Permission granted to demolish national monument
Primacy for taking decisions pursuant to the Dutch Spatial Planning and Development Permits (General Provisions) Act [Wet algemene bepalingen omgevingsrecht] – more commonly known as the WABO – rests with the Municipal Executive.
While this is nothing new, many people do not realise that the fact that a building has national monument status may not stand in the way of it being demolished. Municipal Executives may even deviate, if there are sound reasons for doing so, from a negative formal opinion issued by the Minister – in this case the Netherlands Cultural Heritage Agency – with regard to the proposed demolition of a national monument. This fact was recently revealed in a decision rendered on 13 October 2016 by the Preliminary Relief Judge of the Administrative Law Division of the Dutch Council of State, the central issue of which was the partial demolition of the former studio building of the Dutch KRO network.

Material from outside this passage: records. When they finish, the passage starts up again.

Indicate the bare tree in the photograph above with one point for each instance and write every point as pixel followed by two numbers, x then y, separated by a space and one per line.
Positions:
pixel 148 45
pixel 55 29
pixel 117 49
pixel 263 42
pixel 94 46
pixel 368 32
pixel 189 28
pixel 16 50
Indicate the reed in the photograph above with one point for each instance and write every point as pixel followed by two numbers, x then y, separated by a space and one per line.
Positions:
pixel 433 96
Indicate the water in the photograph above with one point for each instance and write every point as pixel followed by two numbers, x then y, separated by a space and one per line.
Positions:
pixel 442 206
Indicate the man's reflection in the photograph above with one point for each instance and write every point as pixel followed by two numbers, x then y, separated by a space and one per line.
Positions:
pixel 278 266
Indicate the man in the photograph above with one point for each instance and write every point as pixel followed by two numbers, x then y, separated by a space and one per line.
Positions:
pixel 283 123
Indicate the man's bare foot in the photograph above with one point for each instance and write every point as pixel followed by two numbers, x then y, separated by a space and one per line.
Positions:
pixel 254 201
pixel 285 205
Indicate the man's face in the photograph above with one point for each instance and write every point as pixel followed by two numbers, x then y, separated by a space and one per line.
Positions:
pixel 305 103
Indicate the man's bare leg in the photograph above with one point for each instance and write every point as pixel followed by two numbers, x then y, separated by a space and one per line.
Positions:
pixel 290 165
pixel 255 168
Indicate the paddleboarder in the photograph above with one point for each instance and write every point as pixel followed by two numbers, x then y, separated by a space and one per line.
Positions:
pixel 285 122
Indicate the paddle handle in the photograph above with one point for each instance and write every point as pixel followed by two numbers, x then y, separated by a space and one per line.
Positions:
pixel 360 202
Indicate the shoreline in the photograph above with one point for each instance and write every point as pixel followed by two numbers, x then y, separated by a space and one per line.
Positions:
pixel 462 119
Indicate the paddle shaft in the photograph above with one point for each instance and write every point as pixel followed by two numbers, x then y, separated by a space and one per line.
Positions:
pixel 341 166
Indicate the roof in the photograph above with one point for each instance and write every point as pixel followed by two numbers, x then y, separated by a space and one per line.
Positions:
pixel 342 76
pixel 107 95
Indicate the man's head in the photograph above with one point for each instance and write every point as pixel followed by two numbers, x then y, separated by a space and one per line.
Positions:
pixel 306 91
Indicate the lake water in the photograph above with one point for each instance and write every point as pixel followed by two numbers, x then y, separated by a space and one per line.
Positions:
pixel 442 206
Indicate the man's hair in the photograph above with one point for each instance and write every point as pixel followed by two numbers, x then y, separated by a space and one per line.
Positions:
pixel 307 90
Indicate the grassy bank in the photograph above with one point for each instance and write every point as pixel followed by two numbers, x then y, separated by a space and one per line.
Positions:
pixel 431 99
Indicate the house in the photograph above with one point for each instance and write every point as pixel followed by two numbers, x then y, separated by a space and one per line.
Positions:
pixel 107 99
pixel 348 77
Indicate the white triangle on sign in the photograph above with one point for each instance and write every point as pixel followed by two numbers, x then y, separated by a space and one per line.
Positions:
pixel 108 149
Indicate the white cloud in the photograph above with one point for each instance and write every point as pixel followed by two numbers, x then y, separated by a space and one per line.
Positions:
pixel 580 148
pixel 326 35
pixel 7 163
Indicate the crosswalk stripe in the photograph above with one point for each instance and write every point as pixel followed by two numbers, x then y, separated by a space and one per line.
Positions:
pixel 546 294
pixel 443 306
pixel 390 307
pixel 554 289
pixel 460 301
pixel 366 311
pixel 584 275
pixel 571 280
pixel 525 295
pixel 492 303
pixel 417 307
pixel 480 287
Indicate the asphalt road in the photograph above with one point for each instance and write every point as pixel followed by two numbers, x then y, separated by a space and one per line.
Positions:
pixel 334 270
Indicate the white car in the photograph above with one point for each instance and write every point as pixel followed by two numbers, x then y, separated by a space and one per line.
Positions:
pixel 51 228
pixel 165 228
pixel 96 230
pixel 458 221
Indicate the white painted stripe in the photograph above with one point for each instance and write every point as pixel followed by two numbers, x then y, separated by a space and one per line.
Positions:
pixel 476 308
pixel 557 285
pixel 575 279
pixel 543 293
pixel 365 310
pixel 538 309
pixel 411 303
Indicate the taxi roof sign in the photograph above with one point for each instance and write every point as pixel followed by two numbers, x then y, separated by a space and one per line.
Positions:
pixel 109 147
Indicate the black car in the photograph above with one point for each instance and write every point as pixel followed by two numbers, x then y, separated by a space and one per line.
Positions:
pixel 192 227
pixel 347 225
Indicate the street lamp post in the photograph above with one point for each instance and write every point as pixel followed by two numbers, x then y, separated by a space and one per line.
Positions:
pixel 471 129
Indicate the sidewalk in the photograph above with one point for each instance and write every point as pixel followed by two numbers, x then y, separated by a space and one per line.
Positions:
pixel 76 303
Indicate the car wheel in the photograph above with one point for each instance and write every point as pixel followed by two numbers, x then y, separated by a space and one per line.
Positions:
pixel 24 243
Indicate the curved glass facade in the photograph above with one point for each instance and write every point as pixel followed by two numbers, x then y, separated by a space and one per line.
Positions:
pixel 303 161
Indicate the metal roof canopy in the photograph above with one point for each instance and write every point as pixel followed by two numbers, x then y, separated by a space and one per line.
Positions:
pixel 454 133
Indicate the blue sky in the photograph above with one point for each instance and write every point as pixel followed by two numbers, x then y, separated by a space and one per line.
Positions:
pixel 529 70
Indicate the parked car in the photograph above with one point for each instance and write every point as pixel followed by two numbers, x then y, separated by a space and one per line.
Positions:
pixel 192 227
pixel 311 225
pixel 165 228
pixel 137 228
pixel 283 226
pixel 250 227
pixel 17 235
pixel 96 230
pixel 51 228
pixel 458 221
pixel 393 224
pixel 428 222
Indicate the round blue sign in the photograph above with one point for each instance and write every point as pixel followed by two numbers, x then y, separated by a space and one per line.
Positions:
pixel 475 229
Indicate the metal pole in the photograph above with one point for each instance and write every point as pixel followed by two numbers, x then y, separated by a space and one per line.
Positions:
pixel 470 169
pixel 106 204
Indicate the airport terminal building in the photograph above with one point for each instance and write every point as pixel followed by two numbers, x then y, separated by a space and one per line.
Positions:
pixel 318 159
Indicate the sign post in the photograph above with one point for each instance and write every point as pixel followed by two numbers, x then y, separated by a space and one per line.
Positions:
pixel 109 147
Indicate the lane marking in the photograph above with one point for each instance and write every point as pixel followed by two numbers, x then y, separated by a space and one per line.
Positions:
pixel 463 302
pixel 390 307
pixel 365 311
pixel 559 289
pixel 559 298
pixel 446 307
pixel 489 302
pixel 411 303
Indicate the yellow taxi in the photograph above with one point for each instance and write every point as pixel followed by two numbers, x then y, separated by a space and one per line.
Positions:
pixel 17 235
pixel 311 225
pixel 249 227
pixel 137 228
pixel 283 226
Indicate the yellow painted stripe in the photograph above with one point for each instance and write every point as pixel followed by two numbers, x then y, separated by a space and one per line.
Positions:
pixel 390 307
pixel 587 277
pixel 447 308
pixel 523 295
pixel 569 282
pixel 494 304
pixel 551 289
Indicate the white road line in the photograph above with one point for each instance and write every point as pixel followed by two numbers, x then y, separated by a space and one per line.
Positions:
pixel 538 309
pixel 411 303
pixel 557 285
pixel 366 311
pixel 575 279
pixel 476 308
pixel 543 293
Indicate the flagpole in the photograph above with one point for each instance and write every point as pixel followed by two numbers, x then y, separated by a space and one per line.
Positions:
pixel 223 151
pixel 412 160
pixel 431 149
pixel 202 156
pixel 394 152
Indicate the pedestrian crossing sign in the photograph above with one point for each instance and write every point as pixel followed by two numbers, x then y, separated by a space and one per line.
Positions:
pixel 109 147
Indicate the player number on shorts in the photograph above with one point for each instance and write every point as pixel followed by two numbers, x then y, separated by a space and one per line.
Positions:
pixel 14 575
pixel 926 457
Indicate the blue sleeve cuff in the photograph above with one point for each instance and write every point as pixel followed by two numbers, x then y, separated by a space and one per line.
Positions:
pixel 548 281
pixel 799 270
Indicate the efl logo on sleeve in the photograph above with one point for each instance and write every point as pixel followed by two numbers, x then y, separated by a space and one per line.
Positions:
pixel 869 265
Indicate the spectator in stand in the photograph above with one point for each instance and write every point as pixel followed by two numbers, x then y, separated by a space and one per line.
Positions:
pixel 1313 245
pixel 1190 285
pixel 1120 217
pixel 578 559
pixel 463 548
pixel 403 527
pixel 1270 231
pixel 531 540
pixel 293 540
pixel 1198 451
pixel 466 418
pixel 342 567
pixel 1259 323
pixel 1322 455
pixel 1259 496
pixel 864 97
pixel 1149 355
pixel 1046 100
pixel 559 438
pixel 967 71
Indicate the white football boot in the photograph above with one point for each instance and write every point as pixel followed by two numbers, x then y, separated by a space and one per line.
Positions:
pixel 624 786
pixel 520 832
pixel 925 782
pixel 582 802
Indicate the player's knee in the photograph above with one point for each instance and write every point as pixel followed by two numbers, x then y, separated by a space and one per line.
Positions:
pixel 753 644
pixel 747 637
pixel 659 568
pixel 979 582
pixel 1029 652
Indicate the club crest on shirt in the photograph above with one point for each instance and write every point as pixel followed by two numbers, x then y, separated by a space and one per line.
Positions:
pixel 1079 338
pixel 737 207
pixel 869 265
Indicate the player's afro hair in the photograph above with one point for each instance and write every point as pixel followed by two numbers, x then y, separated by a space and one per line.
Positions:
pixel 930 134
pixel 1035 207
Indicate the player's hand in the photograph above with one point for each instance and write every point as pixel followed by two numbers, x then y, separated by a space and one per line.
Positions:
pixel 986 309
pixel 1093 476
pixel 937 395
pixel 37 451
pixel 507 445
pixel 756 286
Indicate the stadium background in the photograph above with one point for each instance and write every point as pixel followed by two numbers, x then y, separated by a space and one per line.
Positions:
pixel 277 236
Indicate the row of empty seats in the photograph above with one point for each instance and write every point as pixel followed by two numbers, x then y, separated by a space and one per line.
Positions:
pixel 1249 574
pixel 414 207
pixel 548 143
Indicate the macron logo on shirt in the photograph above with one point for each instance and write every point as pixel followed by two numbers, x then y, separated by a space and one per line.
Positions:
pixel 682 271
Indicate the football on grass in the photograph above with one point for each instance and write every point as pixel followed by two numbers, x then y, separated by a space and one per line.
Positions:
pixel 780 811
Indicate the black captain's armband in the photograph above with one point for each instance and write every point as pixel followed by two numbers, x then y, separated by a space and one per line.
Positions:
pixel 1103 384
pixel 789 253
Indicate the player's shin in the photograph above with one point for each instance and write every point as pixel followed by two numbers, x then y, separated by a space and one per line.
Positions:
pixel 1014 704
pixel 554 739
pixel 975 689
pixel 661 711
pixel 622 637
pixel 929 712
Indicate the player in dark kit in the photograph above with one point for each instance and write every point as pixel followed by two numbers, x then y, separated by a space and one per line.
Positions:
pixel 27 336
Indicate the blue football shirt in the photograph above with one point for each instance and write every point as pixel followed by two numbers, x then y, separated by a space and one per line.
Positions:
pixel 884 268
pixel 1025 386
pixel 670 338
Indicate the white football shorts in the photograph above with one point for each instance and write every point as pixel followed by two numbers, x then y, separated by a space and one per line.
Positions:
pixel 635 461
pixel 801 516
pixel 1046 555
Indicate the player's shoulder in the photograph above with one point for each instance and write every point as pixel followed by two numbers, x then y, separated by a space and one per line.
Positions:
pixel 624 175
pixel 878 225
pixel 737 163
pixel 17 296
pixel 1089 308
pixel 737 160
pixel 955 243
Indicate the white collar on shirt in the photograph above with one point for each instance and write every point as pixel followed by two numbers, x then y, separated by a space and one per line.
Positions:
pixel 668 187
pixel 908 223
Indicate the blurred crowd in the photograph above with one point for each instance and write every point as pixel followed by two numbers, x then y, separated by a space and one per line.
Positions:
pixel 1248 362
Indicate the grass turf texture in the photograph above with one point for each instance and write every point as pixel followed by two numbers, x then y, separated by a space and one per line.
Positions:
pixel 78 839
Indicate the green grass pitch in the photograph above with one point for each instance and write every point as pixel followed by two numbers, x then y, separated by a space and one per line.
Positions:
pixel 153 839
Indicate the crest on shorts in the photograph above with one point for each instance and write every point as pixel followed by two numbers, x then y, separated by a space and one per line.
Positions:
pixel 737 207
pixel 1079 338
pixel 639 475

Despite the Agency’s negative formal opinion, the Preliminary Relief Judge’s decision on appeal held that the District Court properly found that the Municipal Executive’s weighing of the interests at stake was not careless or unreasonable. Although the Municipal Executive acknowledged that the building’s value as a monument would be lost, this was considered acceptable because the new blueprints would meet the urban design requirements and preserve the building’s architectural qualities. Given the discretionary powers conferred upon the Municipal Executive in this regard, the Preliminary Relief Judge prudently reviewed the Municipal Executive’s weighing of interests. In this case, the Municipal Executive was held to have acted correctly by taking into account the fact that degeneration, dilapidation, and socially problematic situations would be the likely results of the property’s long vacancy. The opinion emphasised the fact that the weighing of interests thus went beyond assessing whether the property’s value as a national monument outweighed the interest in the proposed demolition. The property’s value as a national monument had to be properly and carefully weighed against the interest in demolishing the property and/or affecting the monument.
In short, this decision again shows that the sometimes persistent belief that the interest in retaining a national monument will always prevail does not always hold true. That does not diminish the Municipal Executive’s duty to properly and carefully weigh all of the relevant interests. In that respect, the Municipal Executive may – if there are sound reasons for doing so – deviate from a negative formal opinion issued by the Agency.